2.3.2. Conséquences de l’inclusion réciproque

2.3.2.1. Le retour du passé dans le corps du sujet

Nous avons noté ces défaillances de l’utilisation du corps chez tous les sujets. Nous avons d’ailleurs répertorié ces difficultés dans la grille d’observation. Ils semblent ne pas savoir utiliser leur corps adéquatement. Hormis Mélissa à l’étape 2 de son discours, aucun sujet ne peut représenter un corps opaque ayant tous ses membres et bien proportionné. Amin ne peut représenter de bras. Jérémy se représente en fourmi. Mélissa représente un corps tordu à la première étape de l’entretien. Chez Laëtitia les corps sont vides. Thomas encore et même Éric parlent de personnages qu’ils ne représentent pas. En outre, nous avons constaté que les représentations sont toujours sans relief.
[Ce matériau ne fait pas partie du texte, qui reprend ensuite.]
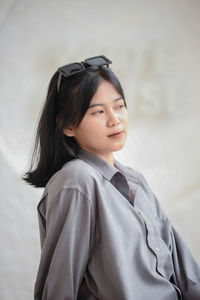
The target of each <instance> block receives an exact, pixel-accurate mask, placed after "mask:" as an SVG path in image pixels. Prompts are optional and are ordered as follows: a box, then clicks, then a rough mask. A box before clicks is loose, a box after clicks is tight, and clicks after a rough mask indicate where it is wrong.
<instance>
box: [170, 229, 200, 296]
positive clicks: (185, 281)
mask: <svg viewBox="0 0 200 300" xmlns="http://www.w3.org/2000/svg"><path fill="white" fill-rule="evenodd" d="M171 228H172V231H171V232H172V259H173V264H174V275H173V280H174V283H175V285H176V286H178V287H179V289H180V290H181V293H182V296H183V299H184V300H191V299H192V300H199V299H200V267H199V265H198V264H197V262H196V261H195V259H194V257H193V256H192V254H191V252H190V250H189V249H188V248H187V246H186V245H185V243H184V241H183V240H182V238H181V237H180V235H179V234H178V232H177V231H176V230H175V229H174V228H173V227H171Z"/></svg>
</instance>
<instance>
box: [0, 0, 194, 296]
mask: <svg viewBox="0 0 200 300" xmlns="http://www.w3.org/2000/svg"><path fill="white" fill-rule="evenodd" d="M199 17H200V2H199V1H196V0H190V1H186V0H166V1H159V0H157V1H156V0H130V1H128V0H125V1H119V0H115V1H114V0H110V1H105V0H102V1H94V0H93V1H92V0H85V1H81V0H78V1H76V0H75V1H72V0H66V1H64V0H57V1H56V0H43V1H39V0H35V1H29V0H27V1H26V0H21V1H20V0H19V1H14V0H0V65H1V67H0V84H1V89H0V103H1V110H0V172H1V182H0V188H1V200H0V222H1V226H0V234H1V255H0V268H1V269H0V299H4V300H7V299H15V300H27V299H32V298H33V296H32V294H33V285H34V280H35V276H36V272H37V267H38V263H39V255H40V249H39V233H38V225H37V214H36V206H37V203H38V202H39V198H40V194H41V190H39V191H36V190H35V189H34V188H32V187H29V186H28V185H26V184H25V183H23V182H22V181H21V180H20V176H21V175H22V174H23V172H24V170H26V167H27V166H28V158H29V157H30V149H31V147H32V145H33V137H34V131H35V128H36V124H37V117H38V114H39V111H40V109H41V105H42V103H43V101H44V98H45V94H46V90H47V85H48V82H49V79H50V77H51V75H52V74H53V72H54V71H55V70H56V68H57V67H59V66H60V65H63V64H65V63H69V62H72V61H80V60H82V59H85V58H87V57H91V56H94V55H98V54H104V55H106V56H108V57H109V58H110V59H111V60H112V61H113V65H112V68H113V70H114V71H115V72H116V73H117V75H118V77H119V78H120V79H121V82H122V84H123V86H124V90H125V94H126V98H127V102H128V106H129V114H130V128H129V137H128V141H127V146H126V147H125V148H124V150H122V151H121V152H120V153H117V157H118V158H119V159H120V160H121V161H122V162H124V163H125V164H128V165H130V166H132V167H133V168H135V169H137V170H139V171H141V172H143V174H144V175H145V177H146V178H147V180H148V182H149V184H150V185H151V187H152V189H153V191H154V192H155V194H156V195H157V197H158V199H159V200H160V202H161V204H162V206H163V207H164V209H165V211H166V212H167V214H168V216H169V218H170V219H171V220H172V222H173V224H174V225H175V226H176V228H177V229H178V230H179V232H180V233H181V235H182V236H183V237H184V239H185V241H186V242H187V244H188V246H189V248H190V249H191V251H192V253H193V254H194V256H195V257H196V259H197V260H198V261H199V262H200V243H199V233H200V220H199V210H200V201H199V198H200V176H199V169H200V158H199V153H200V139H199V131H200V118H199V110H200V101H199V96H200V91H199V81H200V66H199V59H200V51H199V50H200V22H199Z"/></svg>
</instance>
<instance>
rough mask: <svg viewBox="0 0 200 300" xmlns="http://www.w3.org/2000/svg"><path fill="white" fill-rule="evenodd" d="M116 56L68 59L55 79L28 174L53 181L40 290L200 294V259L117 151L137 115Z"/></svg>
mask: <svg viewBox="0 0 200 300" xmlns="http://www.w3.org/2000/svg"><path fill="white" fill-rule="evenodd" d="M110 63H111V61H110V60H109V59H107V58H106V57H105V56H99V57H93V58H90V59H86V60H85V61H84V62H81V63H73V64H69V65H66V66H64V67H61V68H59V69H58V71H57V72H56V73H55V74H54V75H53V77H52V79H51V82H50V85H49V90H48V94H47V99H46V103H45V106H44V109H43V112H42V115H41V118H40V122H39V126H38V132H37V139H36V146H35V151H34V155H33V162H32V166H31V169H30V170H29V172H28V173H27V174H26V177H25V179H26V181H28V182H29V183H31V184H33V185H34V186H36V187H45V190H44V193H43V195H42V199H41V201H40V203H39V205H38V215H39V227H40V237H41V247H42V252H41V260H40V265H39V270H38V275H37V279H36V283H35V295H34V297H35V299H37V300H39V299H43V300H44V299H48V300H64V299H83V300H87V299H88V300H92V299H102V300H125V299H126V300H146V299H158V300H177V299H185V300H186V299H187V300H197V299H200V268H199V266H198V265H197V263H196V262H195V260H194V258H193V257H192V255H191V253H190V252H189V250H188V249H187V247H186V246H185V244H184V242H183V241H182V239H181V238H180V236H179V235H178V233H177V232H176V231H175V229H174V228H173V227H172V225H171V224H170V222H169V220H168V219H167V217H166V215H165V214H164V212H163V211H162V209H161V208H160V206H159V203H158V201H157V199H156V197H155V196H154V194H153V193H152V191H151V189H150V188H149V186H148V184H147V182H146V180H145V179H144V177H143V175H142V174H140V173H139V172H137V171H135V170H133V169H130V168H127V167H125V166H123V165H121V164H120V163H119V162H118V161H116V160H115V159H114V157H113V152H115V151H118V150H120V149H121V148H122V147H123V146H124V144H125V140H126V135H127V124H128V114H127V107H126V102H125V98H124V93H123V90H122V87H121V85H120V83H119V81H118V79H117V77H116V76H115V75H114V73H113V72H112V71H111V70H110V69H109V64H110Z"/></svg>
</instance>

Le schéma corporel est une représentation unifiée du corps, acquise par l’expérience répétée des sensations élémentaires. Il est une structure établie précocement (vers 25 mois) inscrite dans un cadre fictif de l’usage possible du corps en mouvement. Une bonne connaissance du schéma corporel permet de localiser dans le corps des sensations coutumières. Il est un médiateur organisé entre le sujet et le monde qui l’environne (F.Dolto, 1984). Invariable après l’âge de 6 ans, le schéma corporel est objectif et commun à l’espèce. Chez les sujets en échec scolaire électif l’utilisation fonctionnelle du corps est entravée. La plupart des auteurs parlent alors de « trouble de l’image du corps » Autrement dit le schéma corporel en tant que structure du corps projeté dans l’espace par le mouvement et les sensations peut donner lieu à de multiples anomalies où se trahissent des singularités. C’est l’histoire du sujet qui les inflige à cette structure abstraite. L’image du corps, différente d’un individu à un autre puisque se constituant par rapport à l’histoire personnelle, lorsqu’elle est touchée devient inadaptée. Elle remonte aux vécus les plus archaïques, aux premières relations mère-enfant de chacun. L’image du corps est une construction inconsciente, essentielle pour amorcer tout mouvement (P. Schilder, 1968). Ses déficiences sont ainsi mises en évidence lors d’actions motrices. C’est ainsi qu’elle rend compte de la faculté d’utiliser son schéma corporel de façon adéquate ou non. Les défaillances de l’image du corps, que nous avons notées chez les sujets en échec scolaire électif ont donc un sens et une origine liés au vécu propre de chaque sujet. Cette image du corps est donc une image du passé qui s’actualise dans le présent. Lorsque tout se passe bien, le corps se projette librement pour créer une totalité imaginaire où le sujet peut se reconnaître. Ainsi, précise M. Sami Ali :

‘« Le corps imaginaire n’est pas seulement l’image projetée sur une surface, il est aussi la surface que révèle un moment crucial d’une histoire énigmatique. Et, il coïncide parfaitement avec la série inachevée de ses apparences qui se nomment images du corps. » (M. Sami Ali, 1977, p. 87)’

Les actes psychomoteurs non réussis, des sujets en échec scolaire électif, entrent dans la catégorie des actes qui n’ont pas eu de réponse à un moment de la vie des sujets. D’où le constat chez eux, de répétitions inlassables et maladroites des mêmes gestes qui ne correspondent pas à ce qu’il est nécessaire de faire, sans qu’ils ne soient jamais réussis. C’est comme si le sujet avait des gestes de bébé dans un corps de grand. Ce sont des mouvements des premiers mois de la vie qui n’ont pas eu de réponse de l’environnement au moment opportun, ce qui n’a pas permis au sujet d’organiser certains secteurs de sa pensée et de se représenter ces gestes. Par ces actes, le sujet cherche à vivre des expériences relationnelles restées en latence d’actualisation. Dans ces situations le moi est débordé par l’acte, et réalise qu’il n’arrive pas à se le représenter d’où la colère, l’embarras ou alors la honte du sujet. Ainsi lorsque nous verrons les sujets répéter les mêmes gestes alors que la consigne semblait comprise nous ne comprendrons d’abord pas que l’acte qui se répète est en fait en quête d’un contenant qui sera contenant par la représentation qu’il fournira au sujet. C’est ainsi que les contenants défaillants du passé ressurgissent comme une sorte de retour du refoulé.